Fulphila is a prescription medication used to help prevent infections in people undergoing certain types of chemotherapy. It is a biosimilar to Neulasta (pegfilgrastim), one of the most widely used supportive drugs in cancer care. The FDA approved Fulphila in June 2018, making it the first biosimilar to Neulasta available in the United States. It is manufactured by Mylan GmbH.
What Fulphila Does
Chemotherapy attacks fast-growing cells, which includes cancer cells but also the white blood cells your body relies on to fight infection. When white blood cell counts drop dangerously low, a condition called neutropenia, even a mild infection can become life-threatening. A fever during neutropenia (febrile neutropenia) is a medical emergency that often leads to hospitalization.
Fulphila works by stimulating your bone marrow to produce more white blood cells, specifically a type called neutrophils. It’s classified as a leukocyte growth factor. By boosting neutrophil production after each chemotherapy cycle, Fulphila helps close the window of vulnerability when your immune system is at its weakest. It is specifically approved for patients with non-blood cancers (non-myeloid malignancies) who are receiving chemotherapy drugs known to cause a significant drop in white blood cells.
What “Biosimilar” Means for You
A biosimilar is not a generic drug in the traditional sense. Biologics like Neulasta are made from living cells, so an exact copy isn’t possible the way it is with a simple chemical pill. Instead, a biosimilar must demonstrate that it is highly similar to the original product with no meaningful differences in safety, effectiveness, or quality. The FDA requires extensive testing to confirm this.
Fulphila went through multiple clinical studies to earn its approval. In a key trial involving breast cancer patients receiving chemotherapy, Fulphila proved equivalent to Neulasta in reducing the duration of severe neutropenia. Additional studies in healthy volunteers confirmed that the two drugs behave the same way in the body, producing similar immune responses and similar patterns of antibody development. The practical takeaway: Fulphila works like Neulasta at a potentially lower cost.
How It’s Given
Fulphila is administered as a single injection under the skin (subcutaneous injection), typically in the upper arm, abdomen, or thigh. You receive one dose per chemotherapy cycle. The timing matters: it should not be given in the 14 days before chemotherapy or within 24 hours after chemotherapy, because stimulating white blood cell production too close to a chemo dose can make cells more vulnerable to the treatment’s effects.
The injection is usually given at your oncology clinic, though some patients learn to self-inject at home. If you store it yourself, keep it refrigerated between 36°F and 46°F. It can stay at room temperature for up to 72 hours, but anything beyond that or any syringe that has been frozen more than once should be discarded.
Common Side Effects
The most frequently reported side effect is bone pain, which occurs in roughly 31% of patients compared to 26% of those receiving a placebo. This makes sense given how the drug works: it’s pushing your bone marrow into overdrive to produce white blood cells, and that increased activity can cause aching in the bones, particularly in the hips, spine, and legs. Pain in the arms or legs is also more common, affecting about 9% of patients versus 4% on placebo.

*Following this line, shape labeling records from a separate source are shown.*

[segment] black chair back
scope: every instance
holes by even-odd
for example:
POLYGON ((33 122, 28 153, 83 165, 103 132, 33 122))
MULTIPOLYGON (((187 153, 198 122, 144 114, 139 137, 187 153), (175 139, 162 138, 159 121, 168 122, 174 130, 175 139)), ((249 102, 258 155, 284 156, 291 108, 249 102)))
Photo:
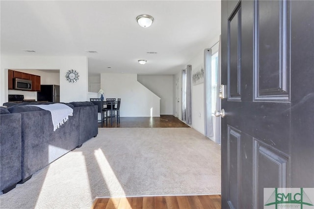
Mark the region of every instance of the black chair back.
POLYGON ((97 105, 98 106, 98 112, 103 112, 103 102, 99 98, 91 98, 90 99, 91 102, 93 103, 94 104, 97 105))
POLYGON ((117 109, 120 110, 120 104, 121 103, 121 98, 118 98, 118 104, 117 104, 117 109))
MULTIPOLYGON (((115 102, 116 101, 115 98, 107 98, 106 101, 107 102, 115 102)), ((112 108, 114 108, 115 104, 113 104, 112 108)), ((107 104, 107 109, 110 110, 111 109, 111 104, 107 104)))

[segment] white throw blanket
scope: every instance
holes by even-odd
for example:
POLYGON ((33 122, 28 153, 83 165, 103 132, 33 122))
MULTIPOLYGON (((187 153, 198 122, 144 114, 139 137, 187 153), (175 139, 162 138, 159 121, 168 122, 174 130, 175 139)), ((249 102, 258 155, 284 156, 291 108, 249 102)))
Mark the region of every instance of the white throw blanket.
POLYGON ((69 116, 73 115, 73 109, 62 104, 55 103, 50 104, 31 105, 31 106, 37 106, 51 112, 53 131, 60 128, 60 126, 67 121, 69 119, 69 116))

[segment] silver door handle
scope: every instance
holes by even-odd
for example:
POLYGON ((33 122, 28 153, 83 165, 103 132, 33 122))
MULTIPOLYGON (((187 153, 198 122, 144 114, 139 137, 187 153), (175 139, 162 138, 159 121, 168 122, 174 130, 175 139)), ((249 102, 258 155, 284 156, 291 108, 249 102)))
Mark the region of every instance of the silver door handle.
POLYGON ((215 116, 221 116, 222 118, 225 117, 225 110, 222 109, 221 110, 215 110, 215 116))

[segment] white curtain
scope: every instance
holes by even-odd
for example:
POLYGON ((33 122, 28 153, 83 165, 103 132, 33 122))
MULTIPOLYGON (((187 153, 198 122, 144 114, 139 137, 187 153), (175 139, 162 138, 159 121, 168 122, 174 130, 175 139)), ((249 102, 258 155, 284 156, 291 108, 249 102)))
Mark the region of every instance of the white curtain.
POLYGON ((188 65, 182 71, 182 120, 189 125, 192 124, 191 78, 192 66, 188 65))
POLYGON ((186 67, 186 118, 187 124, 192 124, 192 65, 186 67))
POLYGON ((211 116, 211 49, 204 50, 204 131, 208 137, 213 136, 211 116))
POLYGON ((186 109, 186 69, 182 70, 182 120, 185 121, 186 109))
MULTIPOLYGON (((217 89, 219 89, 221 84, 221 35, 219 36, 219 46, 218 51, 218 80, 217 81, 217 89)), ((219 91, 217 91, 216 95, 216 109, 221 109, 221 100, 219 98, 219 91)), ((220 144, 221 138, 221 117, 216 117, 215 118, 216 127, 215 129, 215 142, 217 144, 220 144)))

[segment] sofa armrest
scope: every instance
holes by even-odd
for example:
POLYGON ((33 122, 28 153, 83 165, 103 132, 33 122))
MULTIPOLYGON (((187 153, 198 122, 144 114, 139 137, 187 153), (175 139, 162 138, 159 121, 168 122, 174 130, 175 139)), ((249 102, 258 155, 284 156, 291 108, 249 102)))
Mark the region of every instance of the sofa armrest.
POLYGON ((21 118, 20 113, 0 115, 0 191, 22 179, 21 118))

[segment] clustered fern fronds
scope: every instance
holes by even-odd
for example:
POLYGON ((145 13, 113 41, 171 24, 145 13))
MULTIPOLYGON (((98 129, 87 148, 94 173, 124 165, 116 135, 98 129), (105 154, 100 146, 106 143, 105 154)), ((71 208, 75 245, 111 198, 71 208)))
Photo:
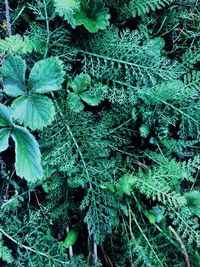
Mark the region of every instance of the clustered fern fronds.
POLYGON ((0 41, 0 264, 199 266, 199 6, 28 2, 0 41))

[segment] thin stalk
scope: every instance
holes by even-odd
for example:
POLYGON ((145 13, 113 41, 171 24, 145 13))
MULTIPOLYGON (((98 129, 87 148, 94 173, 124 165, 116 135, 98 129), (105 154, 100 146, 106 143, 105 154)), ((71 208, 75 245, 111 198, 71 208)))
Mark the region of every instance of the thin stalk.
POLYGON ((5 0, 5 6, 6 6, 7 33, 8 33, 8 36, 11 36, 12 30, 11 30, 11 23, 10 23, 10 6, 9 6, 8 0, 5 0))
POLYGON ((43 5, 44 5, 44 14, 45 14, 45 21, 46 21, 46 28, 47 28, 46 48, 44 52, 44 58, 46 58, 48 55, 49 42, 50 42, 50 27, 49 27, 49 17, 48 17, 48 12, 47 12, 46 0, 43 0, 43 5))
POLYGON ((15 243, 19 247, 24 248, 25 250, 29 250, 29 251, 31 251, 31 252, 33 252, 35 254, 38 254, 38 255, 43 256, 43 257, 48 258, 48 259, 50 258, 50 259, 52 259, 52 260, 54 260, 55 262, 58 262, 58 263, 68 264, 68 262, 59 261, 59 260, 57 260, 57 259, 55 259, 55 258, 53 258, 53 257, 51 257, 51 256, 49 256, 49 255, 47 255, 47 254, 45 254, 43 252, 41 252, 41 251, 37 251, 37 250, 35 250, 35 249, 31 248, 31 247, 28 247, 26 245, 23 245, 22 243, 20 243, 17 240, 15 240, 11 235, 9 235, 8 233, 6 233, 2 228, 0 228, 0 232, 4 236, 6 236, 10 241, 12 241, 13 243, 15 243))

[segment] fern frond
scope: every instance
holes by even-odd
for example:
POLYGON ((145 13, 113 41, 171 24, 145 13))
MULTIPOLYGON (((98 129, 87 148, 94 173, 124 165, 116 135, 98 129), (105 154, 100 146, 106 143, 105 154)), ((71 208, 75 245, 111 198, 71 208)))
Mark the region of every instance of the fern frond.
POLYGON ((117 29, 95 35, 85 50, 83 71, 97 79, 120 81, 128 85, 156 84, 159 80, 173 80, 182 72, 179 65, 162 56, 161 38, 142 42, 135 31, 117 29), (101 41, 100 41, 101 40, 101 41))
POLYGON ((80 8, 79 0, 54 0, 54 6, 56 12, 64 17, 65 20, 68 21, 72 25, 72 27, 76 26, 76 22, 74 19, 74 14, 80 8))
POLYGON ((13 263, 14 258, 11 253, 12 251, 4 245, 2 237, 0 236, 0 259, 8 264, 13 263))
POLYGON ((143 14, 149 13, 150 11, 161 9, 171 2, 172 0, 131 0, 130 9, 134 16, 142 16, 143 14))
POLYGON ((152 198, 162 202, 164 205, 170 205, 174 207, 183 206, 186 204, 185 197, 179 193, 172 191, 171 186, 167 182, 167 179, 160 174, 155 174, 151 170, 148 173, 139 173, 136 179, 137 189, 148 198, 152 198))
POLYGON ((189 69, 193 68, 193 66, 199 61, 200 61, 200 43, 186 50, 186 52, 182 56, 183 64, 189 69))
POLYGON ((32 53, 43 51, 43 43, 38 38, 19 34, 0 40, 0 53, 3 52, 32 53))
POLYGON ((177 233, 184 238, 188 244, 194 244, 200 247, 200 230, 198 218, 188 207, 182 207, 179 210, 169 209, 170 218, 176 226, 177 233))

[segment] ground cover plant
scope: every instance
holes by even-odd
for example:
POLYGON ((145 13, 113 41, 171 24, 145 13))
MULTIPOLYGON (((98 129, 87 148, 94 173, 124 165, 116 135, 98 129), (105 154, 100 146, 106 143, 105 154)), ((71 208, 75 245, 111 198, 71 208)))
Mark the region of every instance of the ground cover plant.
POLYGON ((0 0, 0 266, 200 266, 200 2, 0 0))

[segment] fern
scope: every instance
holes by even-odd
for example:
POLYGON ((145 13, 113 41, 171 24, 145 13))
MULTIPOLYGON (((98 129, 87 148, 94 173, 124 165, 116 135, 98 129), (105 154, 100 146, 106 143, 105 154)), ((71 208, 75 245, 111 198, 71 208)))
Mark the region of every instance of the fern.
POLYGON ((155 84, 158 80, 173 80, 182 73, 178 64, 161 54, 161 38, 142 40, 142 35, 112 28, 88 43, 83 71, 97 79, 116 80, 127 85, 155 84), (99 42, 101 40, 101 42, 99 42))
POLYGON ((43 44, 39 38, 16 34, 0 41, 0 53, 8 51, 13 53, 42 52, 43 44))
POLYGON ((79 0, 54 0, 55 10, 61 16, 64 17, 73 27, 76 26, 74 14, 80 8, 79 0))
POLYGON ((13 263, 14 258, 11 252, 12 251, 4 245, 2 235, 0 235, 0 259, 2 259, 4 262, 7 262, 8 264, 13 263))
POLYGON ((200 61, 200 44, 198 43, 196 46, 192 46, 182 56, 183 64, 192 68, 197 62, 200 61))
POLYGON ((172 210, 170 217, 173 224, 177 227, 178 234, 183 237, 188 244, 200 246, 200 231, 198 219, 193 215, 188 207, 183 207, 179 210, 172 210))

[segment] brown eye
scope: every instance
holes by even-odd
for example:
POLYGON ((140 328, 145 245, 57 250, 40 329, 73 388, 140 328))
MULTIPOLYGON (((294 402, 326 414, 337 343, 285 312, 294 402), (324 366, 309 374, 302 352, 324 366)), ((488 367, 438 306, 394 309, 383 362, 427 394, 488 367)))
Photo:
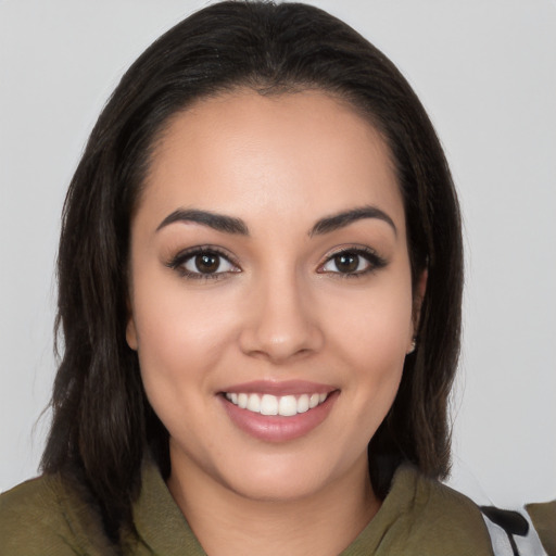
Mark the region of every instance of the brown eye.
POLYGON ((330 255, 318 271, 357 277, 383 268, 386 265, 387 261, 368 248, 346 249, 330 255))
POLYGON ((220 266, 220 257, 212 253, 203 253, 194 258, 195 267, 200 273, 212 274, 218 270, 220 266))
POLYGON ((201 251, 191 254, 185 260, 181 260, 178 265, 187 275, 193 277, 202 277, 207 275, 222 275, 225 273, 238 271, 238 268, 231 264, 224 255, 213 251, 201 251))
POLYGON ((356 253, 340 253, 332 261, 340 273, 355 273, 359 269, 359 255, 356 253))

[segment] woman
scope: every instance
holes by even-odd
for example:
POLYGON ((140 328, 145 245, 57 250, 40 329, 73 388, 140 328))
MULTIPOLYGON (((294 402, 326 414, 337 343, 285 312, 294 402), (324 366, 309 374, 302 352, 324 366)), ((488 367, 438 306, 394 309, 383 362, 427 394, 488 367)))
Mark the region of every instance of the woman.
POLYGON ((462 271, 383 54, 303 4, 193 14, 72 181, 45 475, 1 498, 3 553, 490 554, 437 482, 462 271))

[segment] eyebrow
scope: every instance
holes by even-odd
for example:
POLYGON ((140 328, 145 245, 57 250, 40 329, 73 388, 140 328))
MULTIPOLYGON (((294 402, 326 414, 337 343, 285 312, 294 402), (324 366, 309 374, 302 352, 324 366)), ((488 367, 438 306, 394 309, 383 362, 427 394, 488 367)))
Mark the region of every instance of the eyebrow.
POLYGON ((331 216, 326 216, 313 226, 308 235, 309 237, 313 237, 320 236, 323 233, 329 233, 340 228, 345 228, 350 224, 353 224, 354 222, 361 220, 363 218, 378 218, 379 220, 383 220, 392 227, 394 235, 397 236, 397 228, 395 227, 392 218, 386 212, 372 205, 361 206, 350 211, 333 214, 331 216))
MULTIPOLYGON (((350 224, 364 218, 378 218, 379 220, 386 222, 394 230, 394 235, 397 236, 397 228, 395 227, 392 218, 380 208, 371 205, 351 208, 350 211, 344 211, 331 216, 325 216, 315 223, 313 228, 311 228, 308 236, 313 237, 330 233, 331 231, 345 228, 350 224)), ((225 233, 249 236, 249 228, 241 218, 235 218, 232 216, 216 214, 208 211, 200 211, 197 208, 178 208, 177 211, 174 211, 161 222, 156 231, 177 222, 201 224, 202 226, 207 226, 208 228, 213 228, 225 233)))
POLYGON ((156 231, 176 222, 201 224, 217 231, 224 231, 225 233, 249 236, 249 228, 240 218, 233 218, 232 216, 225 216, 223 214, 215 214, 207 211, 184 208, 178 208, 172 214, 168 214, 168 216, 161 222, 156 231))

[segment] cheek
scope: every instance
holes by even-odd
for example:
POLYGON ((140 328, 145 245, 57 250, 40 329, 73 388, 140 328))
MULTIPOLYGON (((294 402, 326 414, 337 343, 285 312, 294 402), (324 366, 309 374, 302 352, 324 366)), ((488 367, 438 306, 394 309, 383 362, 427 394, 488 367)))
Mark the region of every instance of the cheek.
POLYGON ((151 391, 208 379, 237 329, 230 295, 195 294, 179 279, 162 286, 153 275, 140 279, 134 292, 139 363, 151 391))

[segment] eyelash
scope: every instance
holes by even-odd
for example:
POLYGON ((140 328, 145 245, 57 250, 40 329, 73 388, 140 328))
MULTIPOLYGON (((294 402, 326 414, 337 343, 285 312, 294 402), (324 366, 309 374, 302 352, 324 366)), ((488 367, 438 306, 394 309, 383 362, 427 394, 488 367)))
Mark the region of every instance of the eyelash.
POLYGON ((174 258, 166 263, 166 266, 168 268, 172 268, 173 270, 178 271, 181 277, 193 280, 218 280, 229 274, 241 271, 239 265, 230 257, 228 253, 225 253, 218 248, 214 248, 212 245, 200 245, 197 248, 188 249, 186 251, 180 251, 174 258), (219 273, 193 273, 191 270, 188 270, 186 268, 186 264, 199 255, 216 256, 220 260, 218 266, 222 265, 222 261, 224 260, 235 269, 219 273))
MULTIPOLYGON (((358 262, 358 264, 359 263, 361 263, 361 261, 358 262)), ((361 247, 359 248, 342 248, 342 249, 336 251, 334 253, 332 253, 331 255, 329 255, 327 257, 327 260, 325 261, 325 263, 323 263, 320 265, 318 271, 320 274, 334 275, 338 278, 361 278, 368 274, 372 274, 377 270, 380 270, 381 268, 387 266, 387 264, 388 264, 388 262, 370 248, 361 248, 361 247), (344 256, 345 255, 354 255, 356 257, 362 257, 368 263, 368 267, 364 268, 363 270, 356 270, 354 273, 341 273, 341 271, 333 273, 330 270, 321 270, 321 268, 324 268, 327 264, 329 264, 336 257, 341 256, 341 255, 344 255, 344 256)), ((337 266, 337 268, 338 268, 338 266, 337 266)))
MULTIPOLYGON (((358 261, 357 266, 361 264, 358 261)), ((327 260, 319 266, 319 274, 329 274, 334 275, 338 278, 361 278, 368 274, 375 273, 380 268, 387 266, 388 262, 382 258, 376 251, 370 248, 342 248, 331 255, 327 257, 327 260), (368 263, 368 267, 363 270, 356 270, 353 273, 342 273, 342 271, 331 271, 324 270, 323 268, 331 263, 336 257, 341 255, 353 255, 355 257, 362 257, 368 263)), ((179 252, 175 257, 173 257, 168 263, 166 263, 168 268, 176 270, 184 278, 193 279, 193 280, 217 280, 222 279, 229 274, 240 273, 241 268, 239 265, 230 257, 228 253, 219 250, 218 248, 214 248, 212 245, 200 245, 192 249, 188 249, 186 251, 179 252), (186 268, 186 264, 193 260, 199 255, 208 255, 216 256, 219 258, 218 267, 222 265, 222 261, 226 261, 230 266, 232 266, 233 270, 225 270, 225 271, 213 271, 213 273, 201 273, 201 271, 191 271, 186 268)), ((337 266, 338 268, 338 266, 337 266)))

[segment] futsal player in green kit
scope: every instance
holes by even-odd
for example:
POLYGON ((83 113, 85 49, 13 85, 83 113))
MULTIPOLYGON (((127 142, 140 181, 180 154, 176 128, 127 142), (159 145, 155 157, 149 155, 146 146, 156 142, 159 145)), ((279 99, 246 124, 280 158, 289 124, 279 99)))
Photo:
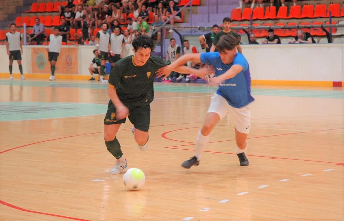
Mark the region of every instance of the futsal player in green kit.
MULTIPOLYGON (((147 148, 150 118, 149 104, 153 100, 153 82, 155 71, 171 64, 157 56, 151 55, 154 48, 152 38, 140 35, 132 42, 134 55, 118 61, 109 77, 108 93, 110 98, 104 119, 104 138, 107 148, 117 159, 110 170, 119 174, 128 167, 116 134, 127 116, 134 124, 132 131, 139 148, 147 148)), ((199 73, 205 69, 194 69, 186 66, 174 71, 182 74, 199 73)))

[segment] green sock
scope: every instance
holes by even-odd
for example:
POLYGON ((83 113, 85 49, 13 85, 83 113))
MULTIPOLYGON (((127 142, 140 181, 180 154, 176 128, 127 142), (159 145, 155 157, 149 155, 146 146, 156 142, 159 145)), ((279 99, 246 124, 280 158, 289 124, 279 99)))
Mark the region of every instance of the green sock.
POLYGON ((20 71, 20 74, 23 74, 23 66, 21 66, 21 65, 19 65, 19 70, 20 71))
POLYGON ((100 75, 104 75, 105 74, 105 65, 100 65, 100 75))
POLYGON ((105 145, 107 150, 116 159, 119 159, 123 155, 121 150, 121 145, 117 137, 115 137, 115 140, 111 141, 105 141, 105 145))
POLYGON ((55 66, 52 66, 50 67, 50 70, 51 70, 51 75, 54 76, 55 75, 55 66))

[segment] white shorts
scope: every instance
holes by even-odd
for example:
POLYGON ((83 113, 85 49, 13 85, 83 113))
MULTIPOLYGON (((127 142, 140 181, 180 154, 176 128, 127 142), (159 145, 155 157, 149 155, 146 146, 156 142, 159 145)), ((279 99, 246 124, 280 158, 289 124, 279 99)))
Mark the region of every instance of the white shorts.
POLYGON ((224 98, 215 93, 212 97, 208 113, 216 113, 220 119, 228 114, 231 123, 238 131, 247 134, 249 132, 251 125, 251 106, 250 103, 245 107, 236 108, 230 105, 224 98))

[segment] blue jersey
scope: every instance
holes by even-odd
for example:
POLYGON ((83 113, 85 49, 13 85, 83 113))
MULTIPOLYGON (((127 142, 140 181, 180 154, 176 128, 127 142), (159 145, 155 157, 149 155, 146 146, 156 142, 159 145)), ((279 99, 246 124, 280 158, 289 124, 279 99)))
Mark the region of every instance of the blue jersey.
POLYGON ((242 67, 242 70, 234 77, 220 84, 216 93, 224 98, 231 106, 237 108, 246 106, 254 100, 251 96, 251 76, 248 63, 242 54, 237 52, 233 62, 225 64, 221 61, 218 52, 202 53, 201 54, 201 61, 213 65, 216 76, 226 72, 233 65, 242 67))

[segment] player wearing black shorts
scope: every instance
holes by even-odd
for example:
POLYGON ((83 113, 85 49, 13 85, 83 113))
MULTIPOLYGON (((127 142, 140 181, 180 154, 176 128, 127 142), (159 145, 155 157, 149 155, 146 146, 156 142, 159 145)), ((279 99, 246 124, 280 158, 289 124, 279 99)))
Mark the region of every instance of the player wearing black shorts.
POLYGON ((13 61, 17 60, 20 71, 20 78, 25 80, 25 77, 23 75, 23 67, 21 65, 21 54, 23 53, 22 43, 20 33, 15 31, 17 26, 14 23, 11 24, 11 32, 6 34, 5 44, 6 45, 7 54, 9 56, 10 79, 13 79, 12 75, 12 64, 13 61))

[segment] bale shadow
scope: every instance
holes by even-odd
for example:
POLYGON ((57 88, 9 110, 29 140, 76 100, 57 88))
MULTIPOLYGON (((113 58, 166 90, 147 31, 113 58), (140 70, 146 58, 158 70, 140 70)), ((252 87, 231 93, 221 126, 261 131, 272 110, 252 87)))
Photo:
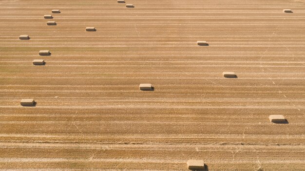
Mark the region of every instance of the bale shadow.
POLYGON ((287 119, 285 119, 285 121, 284 122, 272 122, 272 123, 277 124, 288 124, 289 123, 289 122, 288 122, 288 120, 287 119))
POLYGON ((238 78, 238 77, 236 75, 235 75, 233 76, 224 76, 224 77, 226 78, 238 78))
POLYGON ((36 104, 37 104, 37 103, 36 103, 36 102, 34 102, 34 103, 33 103, 33 104, 32 105, 21 105, 21 106, 23 106, 23 107, 35 107, 36 106, 36 104))
POLYGON ((209 171, 209 167, 208 165, 205 164, 205 169, 190 169, 191 171, 209 171))
POLYGON ((152 86, 152 90, 141 90, 145 92, 153 92, 154 91, 154 87, 152 86))

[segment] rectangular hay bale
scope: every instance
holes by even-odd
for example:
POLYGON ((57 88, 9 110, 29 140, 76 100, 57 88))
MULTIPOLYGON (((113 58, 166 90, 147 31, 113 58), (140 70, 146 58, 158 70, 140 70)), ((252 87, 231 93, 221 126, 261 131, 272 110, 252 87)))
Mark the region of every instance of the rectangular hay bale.
POLYGON ((59 10, 52 10, 52 13, 60 13, 59 10))
POLYGON ((56 22, 55 21, 48 21, 47 22, 47 25, 56 25, 56 22))
POLYGON ((133 8, 134 7, 133 4, 126 4, 126 7, 127 8, 133 8))
POLYGON ((188 161, 188 168, 191 170, 204 170, 205 164, 203 160, 189 160, 188 161))
POLYGON ((150 91, 152 90, 152 86, 151 84, 140 84, 139 86, 140 90, 150 91))
POLYGON ((34 106, 35 104, 35 100, 33 98, 23 98, 20 102, 20 104, 21 106, 34 106))
POLYGON ((224 72, 222 73, 224 77, 226 78, 235 78, 236 75, 233 72, 224 72))
POLYGON ((292 13, 292 11, 291 11, 290 9, 285 9, 283 10, 284 13, 292 13))
POLYGON ((44 64, 44 60, 34 59, 33 61, 33 64, 35 65, 42 65, 44 64))
POLYGON ((199 46, 206 46, 208 45, 206 41, 200 40, 197 41, 197 44, 199 46))
POLYGON ((39 55, 41 55, 41 56, 46 56, 46 55, 50 55, 51 54, 51 53, 50 53, 50 51, 47 50, 41 50, 41 51, 39 51, 39 55))
POLYGON ((46 14, 43 16, 43 18, 45 19, 53 19, 53 17, 51 14, 46 14))
POLYGON ((20 35, 19 39, 20 40, 27 40, 30 38, 29 35, 20 35))
POLYGON ((95 27, 86 27, 86 31, 87 31, 92 32, 92 31, 95 31, 95 30, 95 30, 95 27))
POLYGON ((269 115, 269 119, 271 122, 283 123, 286 122, 285 117, 282 114, 273 114, 269 115))

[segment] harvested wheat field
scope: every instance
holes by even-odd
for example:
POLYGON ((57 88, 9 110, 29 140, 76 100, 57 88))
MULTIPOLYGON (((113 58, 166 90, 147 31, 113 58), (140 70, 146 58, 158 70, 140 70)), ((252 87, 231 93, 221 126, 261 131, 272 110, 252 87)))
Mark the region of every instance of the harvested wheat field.
POLYGON ((0 9, 0 170, 305 170, 305 1, 0 9))

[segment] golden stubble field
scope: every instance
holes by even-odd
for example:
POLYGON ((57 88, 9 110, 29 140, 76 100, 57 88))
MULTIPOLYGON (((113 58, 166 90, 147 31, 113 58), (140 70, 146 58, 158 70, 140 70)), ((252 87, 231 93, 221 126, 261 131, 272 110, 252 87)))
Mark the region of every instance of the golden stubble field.
POLYGON ((126 2, 0 1, 0 170, 305 170, 305 1, 126 2))

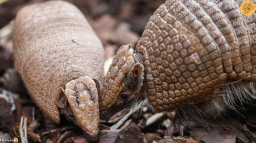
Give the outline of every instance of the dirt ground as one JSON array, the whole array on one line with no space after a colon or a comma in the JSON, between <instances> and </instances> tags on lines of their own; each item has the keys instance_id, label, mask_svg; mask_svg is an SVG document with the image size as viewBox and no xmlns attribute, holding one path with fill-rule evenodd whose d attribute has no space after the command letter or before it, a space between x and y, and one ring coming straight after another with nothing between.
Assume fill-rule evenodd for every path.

For most people, bone pain is manageable with over-the-counter pain relievers and tends to ease within a few days of the injection. If the pain is severe or doesn’t improve, your care team can adjust your approach.
Serious but Rare Risks
Like the original Neulasta, Fulphila carries warnings about several uncommon but serious complications. Splenic rupture has been reported in rare cases, both in cancer patients and healthy donors receiving similar drugs. Symptoms to watch for include sudden pain in the left upper abdomen or left shoulder tip. Acute respiratory distress syndrome (a severe form of lung inflammation) is another rare risk, typically showing up as sudden shortness of breath or worsening breathing after starting treatment.
People with sickle cell disease face an additional concern, as drugs in this class have been associated with sickle cell crises. Allergic reactions, including serious ones, are also possible, particularly in people who have had prior reactions to pegfilgrastim products. Kidney inflammation (glomerulonephritis) has been reported as well, though this remains uncommon.
Who Should Not Use Fulphila
Fulphila is not appropriate for everyone on chemotherapy. It is specifically not indicated for mobilizing stem cells for transplantation purposes. People with a history of serious allergic reactions to pegfilgrastim or any component of the formulation should avoid it. Your oncologist will determine whether Fulphila is right for your specific treatment plan based on the type of chemotherapy you’re receiving and your overall risk of developing febrile neutropenia.